空から届く祝辞

三十歳の同窓会は、空港ホテルの宴会場で開かれた。

柚木沢朱里は槇村帆澄のパンツスーツを見て、口元をゆがめた。

「制服みたい。昔から男っぽかったけど、まだ結婚してないの?」

帆澄は長い髪を低くまとめ、すっきりした顔立ちに銀色の時計だけを着けていた。中学時代は飛行機の本ばかり読んでいて、朱里に“滑走路”と呼ばれていた。

「仕事が面白いから」

「何してるの?」

答える前に、空港の天候悪化を知らせる放送が流れた。到着便の一部が遅れているらしい。朱里は旅行会社の営業主任で、航空業界なら自分のほうが詳しいとばかりに解説を始めた。

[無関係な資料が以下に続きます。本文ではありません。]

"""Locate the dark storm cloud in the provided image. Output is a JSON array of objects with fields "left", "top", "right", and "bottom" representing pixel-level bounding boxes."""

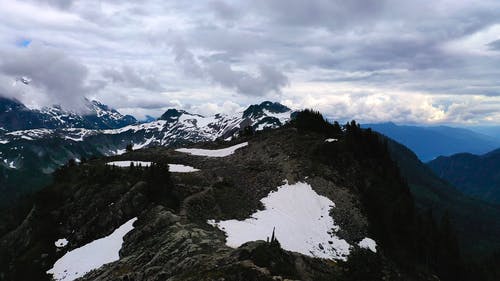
[
  {"left": 0, "top": 0, "right": 500, "bottom": 122},
  {"left": 102, "top": 66, "right": 165, "bottom": 92},
  {"left": 173, "top": 40, "right": 289, "bottom": 96},
  {"left": 488, "top": 39, "right": 500, "bottom": 51},
  {"left": 0, "top": 46, "right": 95, "bottom": 109}
]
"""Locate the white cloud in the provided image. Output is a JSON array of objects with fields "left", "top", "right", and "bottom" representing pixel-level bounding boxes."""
[{"left": 0, "top": 0, "right": 500, "bottom": 123}]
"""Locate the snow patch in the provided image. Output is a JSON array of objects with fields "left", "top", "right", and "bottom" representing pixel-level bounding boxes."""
[
  {"left": 106, "top": 160, "right": 199, "bottom": 173},
  {"left": 106, "top": 161, "right": 151, "bottom": 167},
  {"left": 358, "top": 237, "right": 377, "bottom": 253},
  {"left": 54, "top": 238, "right": 68, "bottom": 248},
  {"left": 175, "top": 142, "right": 248, "bottom": 157},
  {"left": 208, "top": 182, "right": 351, "bottom": 260},
  {"left": 168, "top": 164, "right": 199, "bottom": 173},
  {"left": 47, "top": 218, "right": 137, "bottom": 281}
]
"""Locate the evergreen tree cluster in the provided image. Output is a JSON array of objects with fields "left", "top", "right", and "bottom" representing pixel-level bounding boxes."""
[{"left": 291, "top": 110, "right": 495, "bottom": 281}]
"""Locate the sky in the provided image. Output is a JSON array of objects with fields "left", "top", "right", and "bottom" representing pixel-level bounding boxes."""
[{"left": 0, "top": 0, "right": 500, "bottom": 125}]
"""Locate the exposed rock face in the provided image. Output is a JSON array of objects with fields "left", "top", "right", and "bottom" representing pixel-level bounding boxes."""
[
  {"left": 0, "top": 100, "right": 291, "bottom": 206},
  {"left": 0, "top": 128, "right": 442, "bottom": 281},
  {"left": 0, "top": 97, "right": 137, "bottom": 131}
]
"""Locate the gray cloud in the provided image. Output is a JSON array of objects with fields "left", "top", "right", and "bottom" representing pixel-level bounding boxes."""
[
  {"left": 488, "top": 39, "right": 500, "bottom": 51},
  {"left": 0, "top": 45, "right": 94, "bottom": 110},
  {"left": 173, "top": 38, "right": 289, "bottom": 96},
  {"left": 0, "top": 0, "right": 500, "bottom": 122},
  {"left": 207, "top": 62, "right": 288, "bottom": 96},
  {"left": 102, "top": 66, "right": 165, "bottom": 92}
]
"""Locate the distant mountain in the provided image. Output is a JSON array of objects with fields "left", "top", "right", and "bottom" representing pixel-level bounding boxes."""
[
  {"left": 362, "top": 123, "right": 500, "bottom": 162},
  {"left": 0, "top": 99, "right": 292, "bottom": 205},
  {"left": 428, "top": 149, "right": 500, "bottom": 204},
  {"left": 0, "top": 113, "right": 474, "bottom": 281},
  {"left": 467, "top": 126, "right": 500, "bottom": 140},
  {"left": 0, "top": 97, "right": 137, "bottom": 131}
]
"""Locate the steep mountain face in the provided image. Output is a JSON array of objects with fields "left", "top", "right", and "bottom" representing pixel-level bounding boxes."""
[
  {"left": 0, "top": 97, "right": 137, "bottom": 131},
  {"left": 0, "top": 115, "right": 461, "bottom": 281},
  {"left": 427, "top": 149, "right": 500, "bottom": 204},
  {"left": 388, "top": 139, "right": 500, "bottom": 260},
  {"left": 0, "top": 102, "right": 291, "bottom": 205},
  {"left": 363, "top": 123, "right": 500, "bottom": 162}
]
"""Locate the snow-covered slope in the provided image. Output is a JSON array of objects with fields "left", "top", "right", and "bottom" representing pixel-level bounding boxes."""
[
  {"left": 0, "top": 97, "right": 137, "bottom": 131},
  {"left": 0, "top": 100, "right": 292, "bottom": 201}
]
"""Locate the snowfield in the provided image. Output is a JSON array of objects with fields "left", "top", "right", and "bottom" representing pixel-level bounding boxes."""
[
  {"left": 106, "top": 161, "right": 199, "bottom": 173},
  {"left": 175, "top": 142, "right": 248, "bottom": 157},
  {"left": 168, "top": 164, "right": 199, "bottom": 173},
  {"left": 358, "top": 237, "right": 377, "bottom": 253},
  {"left": 106, "top": 161, "right": 151, "bottom": 167},
  {"left": 47, "top": 218, "right": 137, "bottom": 281},
  {"left": 208, "top": 182, "right": 351, "bottom": 260},
  {"left": 54, "top": 238, "right": 68, "bottom": 248}
]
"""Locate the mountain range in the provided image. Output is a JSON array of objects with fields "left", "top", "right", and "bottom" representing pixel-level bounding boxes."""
[
  {"left": 0, "top": 102, "right": 500, "bottom": 280},
  {"left": 0, "top": 96, "right": 137, "bottom": 131},
  {"left": 0, "top": 100, "right": 292, "bottom": 205},
  {"left": 363, "top": 122, "right": 500, "bottom": 162},
  {"left": 428, "top": 149, "right": 500, "bottom": 204}
]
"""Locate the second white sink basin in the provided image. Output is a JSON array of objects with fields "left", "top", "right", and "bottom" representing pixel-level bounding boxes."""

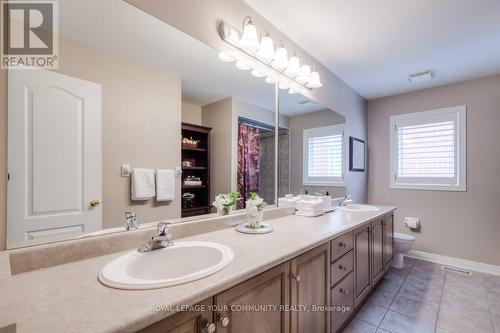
[
  {"left": 99, "top": 241, "right": 233, "bottom": 289},
  {"left": 338, "top": 204, "right": 380, "bottom": 212}
]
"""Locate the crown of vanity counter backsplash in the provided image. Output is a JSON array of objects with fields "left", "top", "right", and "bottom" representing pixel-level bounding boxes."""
[{"left": 6, "top": 207, "right": 295, "bottom": 275}]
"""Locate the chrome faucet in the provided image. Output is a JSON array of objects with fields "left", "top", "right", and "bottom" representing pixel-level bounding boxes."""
[
  {"left": 137, "top": 222, "right": 174, "bottom": 252},
  {"left": 339, "top": 194, "right": 352, "bottom": 207},
  {"left": 125, "top": 212, "right": 139, "bottom": 231}
]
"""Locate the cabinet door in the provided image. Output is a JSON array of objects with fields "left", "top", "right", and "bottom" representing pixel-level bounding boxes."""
[
  {"left": 215, "top": 264, "right": 289, "bottom": 333},
  {"left": 384, "top": 214, "right": 394, "bottom": 270},
  {"left": 139, "top": 298, "right": 215, "bottom": 333},
  {"left": 354, "top": 224, "right": 371, "bottom": 306},
  {"left": 371, "top": 219, "right": 384, "bottom": 285},
  {"left": 290, "top": 244, "right": 330, "bottom": 333},
  {"left": 331, "top": 272, "right": 354, "bottom": 332}
]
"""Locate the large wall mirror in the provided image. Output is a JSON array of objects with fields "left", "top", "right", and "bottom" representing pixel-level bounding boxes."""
[
  {"left": 278, "top": 90, "right": 348, "bottom": 200},
  {"left": 0, "top": 0, "right": 278, "bottom": 248}
]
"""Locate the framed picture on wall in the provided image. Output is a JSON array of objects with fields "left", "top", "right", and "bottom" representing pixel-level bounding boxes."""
[{"left": 349, "top": 136, "right": 365, "bottom": 172}]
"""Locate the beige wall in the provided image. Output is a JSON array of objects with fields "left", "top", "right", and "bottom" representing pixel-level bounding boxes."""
[
  {"left": 59, "top": 39, "right": 181, "bottom": 228},
  {"left": 201, "top": 98, "right": 232, "bottom": 201},
  {"left": 0, "top": 69, "right": 7, "bottom": 251},
  {"left": 182, "top": 102, "right": 201, "bottom": 125},
  {"left": 127, "top": 0, "right": 367, "bottom": 202},
  {"left": 0, "top": 38, "right": 181, "bottom": 249},
  {"left": 368, "top": 75, "right": 500, "bottom": 265},
  {"left": 289, "top": 110, "right": 346, "bottom": 197}
]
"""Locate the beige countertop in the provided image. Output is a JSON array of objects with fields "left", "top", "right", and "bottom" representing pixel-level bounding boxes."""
[{"left": 0, "top": 206, "right": 395, "bottom": 333}]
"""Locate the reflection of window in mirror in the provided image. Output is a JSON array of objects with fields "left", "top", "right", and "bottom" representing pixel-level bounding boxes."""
[{"left": 303, "top": 125, "right": 345, "bottom": 186}]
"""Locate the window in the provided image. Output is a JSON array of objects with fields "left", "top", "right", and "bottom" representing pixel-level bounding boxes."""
[
  {"left": 303, "top": 125, "right": 345, "bottom": 186},
  {"left": 390, "top": 106, "right": 466, "bottom": 191}
]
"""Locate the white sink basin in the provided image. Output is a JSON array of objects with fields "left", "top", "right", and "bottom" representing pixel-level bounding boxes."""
[
  {"left": 99, "top": 241, "right": 233, "bottom": 289},
  {"left": 338, "top": 204, "right": 380, "bottom": 212}
]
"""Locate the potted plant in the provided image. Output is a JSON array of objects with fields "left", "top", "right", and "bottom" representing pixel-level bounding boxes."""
[
  {"left": 212, "top": 192, "right": 240, "bottom": 215},
  {"left": 246, "top": 192, "right": 267, "bottom": 229}
]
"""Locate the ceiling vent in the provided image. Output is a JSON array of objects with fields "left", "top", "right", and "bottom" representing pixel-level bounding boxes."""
[{"left": 408, "top": 69, "right": 434, "bottom": 83}]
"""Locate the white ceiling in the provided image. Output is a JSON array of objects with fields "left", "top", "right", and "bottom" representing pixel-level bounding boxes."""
[
  {"left": 59, "top": 0, "right": 324, "bottom": 115},
  {"left": 245, "top": 0, "right": 500, "bottom": 99}
]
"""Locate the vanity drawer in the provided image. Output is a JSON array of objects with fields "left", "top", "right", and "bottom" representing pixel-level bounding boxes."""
[
  {"left": 331, "top": 272, "right": 354, "bottom": 332},
  {"left": 330, "top": 250, "right": 354, "bottom": 287},
  {"left": 331, "top": 231, "right": 354, "bottom": 262}
]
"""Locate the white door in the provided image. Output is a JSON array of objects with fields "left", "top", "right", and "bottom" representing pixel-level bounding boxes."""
[{"left": 7, "top": 69, "right": 102, "bottom": 247}]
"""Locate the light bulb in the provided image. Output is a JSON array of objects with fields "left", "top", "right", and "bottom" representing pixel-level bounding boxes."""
[
  {"left": 219, "top": 52, "right": 234, "bottom": 62},
  {"left": 307, "top": 71, "right": 323, "bottom": 88},
  {"left": 266, "top": 76, "right": 277, "bottom": 84},
  {"left": 236, "top": 60, "right": 252, "bottom": 71},
  {"left": 278, "top": 82, "right": 290, "bottom": 90},
  {"left": 297, "top": 65, "right": 312, "bottom": 83},
  {"left": 256, "top": 36, "right": 274, "bottom": 62},
  {"left": 271, "top": 47, "right": 288, "bottom": 71},
  {"left": 240, "top": 18, "right": 259, "bottom": 52},
  {"left": 251, "top": 69, "right": 266, "bottom": 77},
  {"left": 285, "top": 55, "right": 300, "bottom": 77}
]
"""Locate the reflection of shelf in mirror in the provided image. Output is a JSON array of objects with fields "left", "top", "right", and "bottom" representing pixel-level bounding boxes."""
[
  {"left": 182, "top": 167, "right": 207, "bottom": 170},
  {"left": 182, "top": 185, "right": 207, "bottom": 189},
  {"left": 182, "top": 206, "right": 209, "bottom": 212},
  {"left": 182, "top": 146, "right": 207, "bottom": 152}
]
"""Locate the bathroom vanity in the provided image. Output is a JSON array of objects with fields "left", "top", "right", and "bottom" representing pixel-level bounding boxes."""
[
  {"left": 140, "top": 211, "right": 393, "bottom": 333},
  {"left": 0, "top": 206, "right": 395, "bottom": 333}
]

「こういう日は機長が判断遅いのよ。私は航空会社の役員とも知り合いで――」

宴会場の扉が開き、その航空会社の運航本部長と乗務員たちが入ってきた。全員が帆澄へ拍手する。

「槇村機長、先ほどは見事な判断でした」

帆澄は国内大手航空会社の国際線機長だった。悪天候の中、燃料と風向きを読み、百八十人を安全に代替空港へ着陸させて戻ってきたばかりだという。三十歳での昇格は会社最年少。専門誌の表紙にもなり、年収は朱里が自慢した額の数倍だった。

朱里は笑顔を作った。

「機長っていっても、副操縦士と交代でしょ?」

運航本部長が即座に答えた。

「最終判断をしたのは槇村です。今夜の便が無事だったのは彼女のおかげです」

乗客代表からの動画がスクリーンに映る。幼い子どもが〈ほずみきちょう、ありがとう〉と書いた紙を掲げていた。

帆澄は照れたように一礼した。

ホテル支配人が、最上階の会場費は航空会社から帆澄への表彰祝いとして支払われると案内する。朱里が幹事として集めた会費は全額返金されることになった。

「役員と知り合いなんだよね」

帆澄が穏やかに言うと、朱里は運航本部長を見た。相手は彼女を知らない顔だった。

窓の外を、帆澄が着陸させた機体が格納庫へゆっくり進む。

機内から届いた感謝状が壇上で読み上げられた瞬間、“滑走路”と呼ばれた少女は、誰より高い場所からこの夜へ戻ってきた。